Sue Ellen Wagner: Please describe Baystate Health’s role in diversity and include any community partnerships that your organization is engaged in to strengthen these efforts.
Mark Keroack: When looking at any initiative that we embark on, we always start with our mission, which centers on community health. Because of the segregation by race and ethnicity in Western Massachusetts, for us to really fulfill our mission of taking care of all the communities we serve, we need to address health care disparities by race and ethnicity.
We’ve been studying this for many years and sponsor a public health institute that has articulated the differences between various communities in life expectancy and chronic disease prevalence. We have made big investments in population health and accountable care in Western Massachusetts to address these disparities. Adjusting our care delivery to the different communities we serve has been critical to being successful.
Over and above care delivery, the next generation of talent in Western Massachusetts is going to be more and more diverse. Springfield already is a “majority-minority” community, and for us to be a place where people want to come to work, we're going to need to be seen as inclusive and welcoming to people from all different backgrounds.
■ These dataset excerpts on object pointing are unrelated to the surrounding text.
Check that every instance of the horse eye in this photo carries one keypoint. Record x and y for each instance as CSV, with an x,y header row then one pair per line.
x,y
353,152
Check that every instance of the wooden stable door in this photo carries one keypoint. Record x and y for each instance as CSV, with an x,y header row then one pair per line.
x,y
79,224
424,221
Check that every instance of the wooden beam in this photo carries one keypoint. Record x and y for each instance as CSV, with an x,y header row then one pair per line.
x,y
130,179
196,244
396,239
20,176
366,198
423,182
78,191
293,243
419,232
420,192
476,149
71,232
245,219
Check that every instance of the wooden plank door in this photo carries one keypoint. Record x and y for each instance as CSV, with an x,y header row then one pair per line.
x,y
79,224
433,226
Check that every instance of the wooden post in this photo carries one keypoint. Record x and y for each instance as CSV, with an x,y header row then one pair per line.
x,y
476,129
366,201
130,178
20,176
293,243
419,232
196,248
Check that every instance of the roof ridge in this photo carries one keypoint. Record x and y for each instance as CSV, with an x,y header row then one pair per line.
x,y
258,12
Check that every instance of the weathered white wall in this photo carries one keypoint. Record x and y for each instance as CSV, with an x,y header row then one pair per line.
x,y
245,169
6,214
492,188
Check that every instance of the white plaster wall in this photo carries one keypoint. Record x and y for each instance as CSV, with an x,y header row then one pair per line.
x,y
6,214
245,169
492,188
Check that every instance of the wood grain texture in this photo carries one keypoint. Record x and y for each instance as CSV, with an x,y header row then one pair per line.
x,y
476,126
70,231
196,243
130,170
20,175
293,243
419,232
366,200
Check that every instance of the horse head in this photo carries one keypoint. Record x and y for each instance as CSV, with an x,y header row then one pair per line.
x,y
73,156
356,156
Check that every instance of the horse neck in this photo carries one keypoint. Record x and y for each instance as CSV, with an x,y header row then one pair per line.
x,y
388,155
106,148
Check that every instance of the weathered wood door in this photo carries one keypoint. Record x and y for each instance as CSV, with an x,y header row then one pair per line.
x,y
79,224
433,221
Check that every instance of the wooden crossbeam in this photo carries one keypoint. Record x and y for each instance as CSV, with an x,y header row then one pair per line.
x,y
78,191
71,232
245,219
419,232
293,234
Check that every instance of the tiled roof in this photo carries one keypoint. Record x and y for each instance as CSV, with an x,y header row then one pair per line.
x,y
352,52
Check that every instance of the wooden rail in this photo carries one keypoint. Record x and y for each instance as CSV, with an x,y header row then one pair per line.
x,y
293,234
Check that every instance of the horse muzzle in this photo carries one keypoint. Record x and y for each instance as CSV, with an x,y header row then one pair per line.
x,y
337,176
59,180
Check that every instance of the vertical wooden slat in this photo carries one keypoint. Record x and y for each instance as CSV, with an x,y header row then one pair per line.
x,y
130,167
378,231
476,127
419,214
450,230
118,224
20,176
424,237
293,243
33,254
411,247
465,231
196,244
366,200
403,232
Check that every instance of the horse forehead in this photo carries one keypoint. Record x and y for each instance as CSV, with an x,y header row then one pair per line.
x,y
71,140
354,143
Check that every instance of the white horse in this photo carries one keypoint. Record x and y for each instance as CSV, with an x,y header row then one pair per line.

If you look at our current 2025 strategy, being a workplace of choice is the top overall priority. Diversity, equity and inclusion are the first of the initiatives under workplace of choice, so DEI has a very high profile in the organization. We believe that both systemic and institutional racism is a public health threat, and therefore it is part of our mission to address these issues.
There are a number of initiatives that the health system has embarked on to learn and improve in these areas. It starts with data: We are putting a lot of effort into reliably obtaining race, ethnicity and language data, for employees and for our patients, so we can know where discrepancies are occurring. We are using those data to feed a dashboard, which we will use to display specific key performance indicators for DEI.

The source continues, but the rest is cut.